I’m a pretty petty person. I get my undies in a knot about a lot of stupid things. One of the things about which I get really stupid-mad is parking spaces.
About 15 years ago, maybe more like 17 actually, I lived in a condo complex with my first wife. We shared a parking lot with a lot of other people and there were simply too many cars. A lot of people had to park away from their houses. For me, I seemed to always get one near the front gate of our house, and I tried not to take the spots in front of someone else’s gate. If I had to park somewhere besides the places right in front of my house, I’d go to the middle of the parking lot and just rage in the car about it. Or seethe and stew and storm past the person in “my” spot in the lot.
One day, I lost it. I lost my temper, my cool and my composure. Oh, and my mind too.
As I walked past that person’s burgundy car, I raked my car key down the side of it good and deep. I peeled back a three or four foot long shaving of the car’s paint, and then it dropped away and a second one took its place. No one saw me – of that I’m sure because I never got a visit from the police – but God saw me. And I saw me. And the guilt in me was, despite knowing this, embarrassingly small.
Like I said, I’m pretty petty.
One of the worst experiences I’ve had since moving into this apartment some five years (almost) ago has been the new neighbors that live upstairs. I’ve complained about them before, you may recall.
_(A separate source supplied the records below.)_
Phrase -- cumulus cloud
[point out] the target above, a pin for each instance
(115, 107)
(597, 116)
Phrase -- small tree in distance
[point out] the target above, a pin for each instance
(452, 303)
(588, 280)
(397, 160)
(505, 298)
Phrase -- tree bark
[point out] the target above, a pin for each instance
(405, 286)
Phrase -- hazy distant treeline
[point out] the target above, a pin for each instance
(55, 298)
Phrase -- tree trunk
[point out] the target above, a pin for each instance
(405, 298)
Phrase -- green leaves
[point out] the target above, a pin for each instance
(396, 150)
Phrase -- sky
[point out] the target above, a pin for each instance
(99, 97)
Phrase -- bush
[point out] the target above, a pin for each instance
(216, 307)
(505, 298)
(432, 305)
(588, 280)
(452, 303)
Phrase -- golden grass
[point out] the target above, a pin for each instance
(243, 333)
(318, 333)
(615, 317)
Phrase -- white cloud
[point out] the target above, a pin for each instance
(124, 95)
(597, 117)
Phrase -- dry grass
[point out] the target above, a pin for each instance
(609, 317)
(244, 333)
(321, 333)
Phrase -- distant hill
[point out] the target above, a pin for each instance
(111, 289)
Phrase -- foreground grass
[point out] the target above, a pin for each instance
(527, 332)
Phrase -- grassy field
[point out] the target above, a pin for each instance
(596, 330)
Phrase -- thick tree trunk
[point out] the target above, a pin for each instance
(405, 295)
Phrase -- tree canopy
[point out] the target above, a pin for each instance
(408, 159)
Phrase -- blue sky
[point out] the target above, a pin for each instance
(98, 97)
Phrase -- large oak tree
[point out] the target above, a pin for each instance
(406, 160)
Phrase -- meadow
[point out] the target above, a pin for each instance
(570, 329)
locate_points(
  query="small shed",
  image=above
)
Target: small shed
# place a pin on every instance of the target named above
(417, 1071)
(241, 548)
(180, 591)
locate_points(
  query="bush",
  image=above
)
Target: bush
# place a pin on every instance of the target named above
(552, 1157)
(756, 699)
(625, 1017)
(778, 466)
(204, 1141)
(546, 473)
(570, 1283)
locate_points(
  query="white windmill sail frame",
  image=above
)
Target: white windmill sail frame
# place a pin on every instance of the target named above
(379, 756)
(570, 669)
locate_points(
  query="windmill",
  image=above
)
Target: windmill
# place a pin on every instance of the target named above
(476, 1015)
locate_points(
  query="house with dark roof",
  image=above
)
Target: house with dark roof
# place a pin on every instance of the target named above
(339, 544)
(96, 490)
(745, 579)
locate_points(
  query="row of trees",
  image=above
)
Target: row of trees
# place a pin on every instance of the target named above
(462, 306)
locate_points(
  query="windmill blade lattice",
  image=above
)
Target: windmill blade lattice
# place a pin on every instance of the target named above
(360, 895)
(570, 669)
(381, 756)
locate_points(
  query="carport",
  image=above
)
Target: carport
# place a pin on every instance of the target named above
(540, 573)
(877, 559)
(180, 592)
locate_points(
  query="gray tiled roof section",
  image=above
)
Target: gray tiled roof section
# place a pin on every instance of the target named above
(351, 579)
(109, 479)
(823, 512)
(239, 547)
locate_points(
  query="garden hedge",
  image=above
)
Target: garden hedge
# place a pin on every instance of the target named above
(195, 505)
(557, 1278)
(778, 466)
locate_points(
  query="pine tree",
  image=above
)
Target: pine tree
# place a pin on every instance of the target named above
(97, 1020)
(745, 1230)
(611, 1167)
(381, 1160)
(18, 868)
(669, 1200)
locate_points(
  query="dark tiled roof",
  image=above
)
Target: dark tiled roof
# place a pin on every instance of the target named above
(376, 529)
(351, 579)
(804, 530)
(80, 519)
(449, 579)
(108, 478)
One of the positive things I had to say about them in that post was, they didn’t take my parking space. They had the decency, in their subhuman trailer-trashiness, to leave my well-established parking spot to me.
Tonight, that changed.
I’m an immature, irrational P.O.S., too, because I can’t STAND the idea that this group of simians are sitting around somewhere with their car in my f**cking parking spot because I had to go to work and make a living. This isn’t a car I’ve seen before, and I can’t even definitely state it IS their car. I’m just sure of it, in my heart. I can’t live like this though. This is… well, this is just stupid.
So I’m hoping to grow up here sometime and just let it go. It’s been more than a month since they moved in and it’s not happened before. For all I know this is a one-time only situation. We’ll see. And if it’s not their car, well, I guess I’ll have to eat my words and my hat, won’t I?
What about you? Is there a part of you that’s uglier than you like to admit, that makes you as mad at yourself as you are at the thing which triggers it, but feel powerless to stop? Do you have a little pettiness in you which mars your otherwise radiant beauty?
Let me know. It’d be nice not to be alone in this.